Most of the utility companies operating nuclear reactors around the nation probably would be no better equipped to handle a major nuclear accident than the operators of the Three Mile Island plant were, a member of the Nuclear Regulatory Commission said yesterday.
Referring to Metropolitan Edison Co., Commissioner John F. Ahearne said in an interview, "it's not yet clear to me that Med Ed is unusual in this station. An operating utility doesn't have the backup staff to look at the questions in an accident this severe."
Ahearne, who emphasized that his assessment of all aspects of the Pennsylvania accident was preliminary, because complete information is not yet available, also suggested that his own agency may be structurally unfit to deal with serious nuclear mishaps.
"one of the things you have to consider," Ahearne said, "is whether a collegial commission is the way to set up to deal with a crisis. In a crisis, where you have quick response required, it probably isn't."
Ahearne was addressing two of the questions raised after transcripts of tape recordings of the commission's closed-door meetings during the crisis were made public by a House committee last week.

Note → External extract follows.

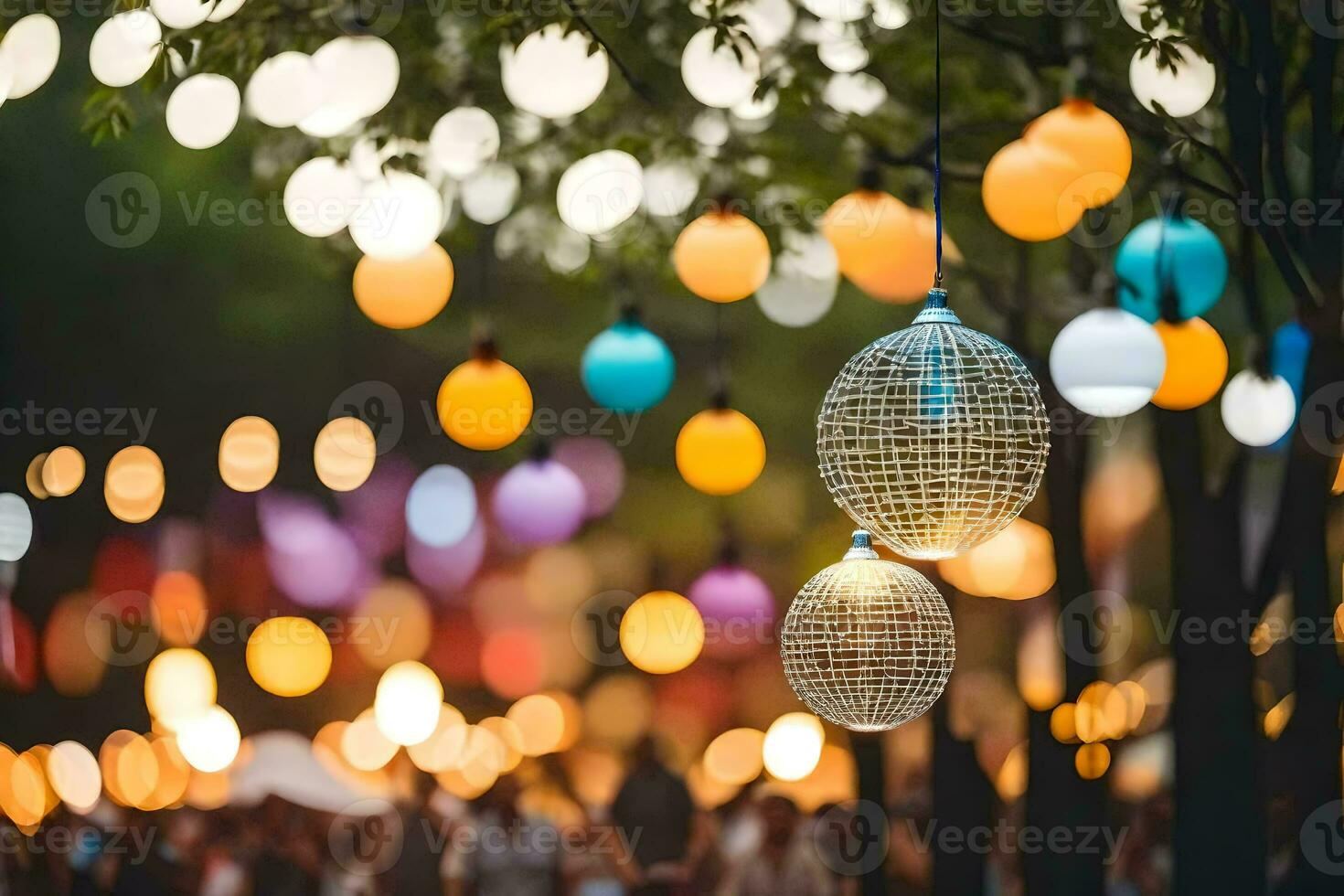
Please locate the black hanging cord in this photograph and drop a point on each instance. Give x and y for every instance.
(937, 145)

The transcripts, which include discussions among the five commissioners and their converstions with NRC technical experts at the accident site, portray a deep distrust of the technical abilities of Metropolitan Edison, the firm the NRC had licensed to operate the reactor.
"The whole shop there is not that strong," NRC Chairman Joseph M. Hendrie tells colleagues at one point, "and the operating staff clearly is not."
In the transcript, NRC officials complain that the utility probably exacerbated the danger at the plant by not spotting warning signs as the accident was occurring, and then failed to come up with workable solutions to the problems the accident caused.
Ahearne said yesterday the company's performance does raise questions about NRC licensing procedures, but he was not ready to single out Metropolitan Edison as unusually weak on technical points.
"this was an extreme accident," Ahearne said. "Clearly one of the issues raised is how do you get access to all the technical expertise you need."
Overlooking the warning signs, Ahearne added, "may not be the licensee's fault. It may be that we didn't set up proper procedures to follow and they were correctly following bad procedures."
Of the transcripts' portrayal-men groping for answers to problems they had not anticipated-Ahearne said, "What you're seeing is people waiting to get the next piece of information, and just talking about things while they wait."
Although he was not critical of his colleagues, Ahearne said the incident did raise a "fundamental question" about the commission's ability to handle accidents.
"I don't think anyone will come away from this not worrying," he said.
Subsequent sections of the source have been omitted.